Hi i took part in the 108km cotswold audax yesterday organised by the Beacon roads cycling club and would like to thank every one who contributed to the very slick organisation of the event.This was my first introduction to audax events and i had one of the best days cycling ever with a great route and great company all the way round the 108km.I will definately be doing more of them.Thanks again.


----------



## ontheroadtofrance (23 Jun 2009)

+1 donkey brill day done Anti clockwise route 4 hours 22 minutes riding time what bout you?


----------



## jimboalee (23 Jun 2009)

Don't think all Audax events are like this one.
Beacon 'push the boat out' to make it one of the best.
Free nosh at start and finish. Free drinks bottle at the end


----------



## donkey (23 Jun 2009)

I did the clockwise route at a steady 5 hour.I thought the anticlockwise looked more difficult.Agree it was a brill day.


----------



## donkey (23 Jun 2009)

My freind and I,who was also doing his first audax was with a group of 3 guys who i think lived near the start and had more experience than us set a nice pace and we enjoyed their company only wish we stayed in touch so we could do a few more together as i thought it was alot easier in a group.


----------



## ontheroadtofrance (23 Jun 2009)

It sure is thats the only thing i miss, i done it with my step dad so there was 2 of us out we try and do an Audax once a month. This was the best i have been to i have done 5 so far.


----------



## jimboalee (24 Jun 2009)

donkey said:


> I did the clockwise route at a steady 5 hour.I thought the anticlockwise looked more difficult.Agree it was a brill day.

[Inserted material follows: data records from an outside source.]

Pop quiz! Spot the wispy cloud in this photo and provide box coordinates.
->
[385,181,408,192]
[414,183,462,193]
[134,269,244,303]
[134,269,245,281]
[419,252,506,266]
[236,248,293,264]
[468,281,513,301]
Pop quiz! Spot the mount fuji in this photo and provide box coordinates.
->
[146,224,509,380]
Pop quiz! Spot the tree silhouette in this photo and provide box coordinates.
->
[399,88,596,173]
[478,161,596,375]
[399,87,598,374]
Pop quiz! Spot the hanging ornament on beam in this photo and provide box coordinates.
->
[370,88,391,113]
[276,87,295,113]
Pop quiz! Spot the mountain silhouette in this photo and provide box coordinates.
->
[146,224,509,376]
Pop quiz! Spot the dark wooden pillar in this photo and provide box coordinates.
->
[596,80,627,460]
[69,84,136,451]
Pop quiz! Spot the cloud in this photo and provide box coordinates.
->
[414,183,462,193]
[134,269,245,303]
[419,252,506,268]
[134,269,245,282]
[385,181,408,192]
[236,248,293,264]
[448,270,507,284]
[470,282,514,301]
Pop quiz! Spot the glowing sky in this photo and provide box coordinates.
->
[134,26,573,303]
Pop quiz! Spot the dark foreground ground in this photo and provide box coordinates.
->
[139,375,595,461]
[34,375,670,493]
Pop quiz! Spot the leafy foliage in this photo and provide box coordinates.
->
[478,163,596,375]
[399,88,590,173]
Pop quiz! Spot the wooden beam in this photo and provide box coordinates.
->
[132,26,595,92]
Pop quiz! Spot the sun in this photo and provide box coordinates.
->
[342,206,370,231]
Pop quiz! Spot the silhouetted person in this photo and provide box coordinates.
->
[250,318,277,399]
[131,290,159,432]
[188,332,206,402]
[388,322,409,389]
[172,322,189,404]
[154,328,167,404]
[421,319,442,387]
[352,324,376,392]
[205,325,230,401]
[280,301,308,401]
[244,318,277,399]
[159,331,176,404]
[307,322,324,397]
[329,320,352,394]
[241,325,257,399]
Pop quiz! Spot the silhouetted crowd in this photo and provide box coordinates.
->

Start and finish at same place. Same route but different way round.

Both the same difficulty? Discuss.

If one direction has an incline beyond the rider's capability, then yes, more difficult.


----------



## donkey (24 Jun 2009)

Some of the hills on the clockwise looked easier to go down them than up if you get what i meen.


----------



## ontheroadtofrance (25 Jun 2009)

agree i was climbing constantly and i done the anti clockwise


----------



## Philip Whiteman (29 Jun 2009)

Glad you enjoyed it. I know that George Barker has already received very positive feedback for all three distance events. However, the Beacon would like to point out that we were not responsible for laying on the flypast of the Vulcan Bomber and Red Arrows at the 108km Wellesbourne Control Point! That was co-incidence. 

I must admit that I was slightly concerned that our numbers would be diminished this year due to the Cotswolds Sportive Challenge and Shropshire Highlands Challenge, both held on the same day. However, we were bowled over with the record numbers - a total of 400 participants! Probably making it one of the largest Audax events in the UK.

The BeaconRCC will be repeating the event next year along with our winter Snowdrop Express.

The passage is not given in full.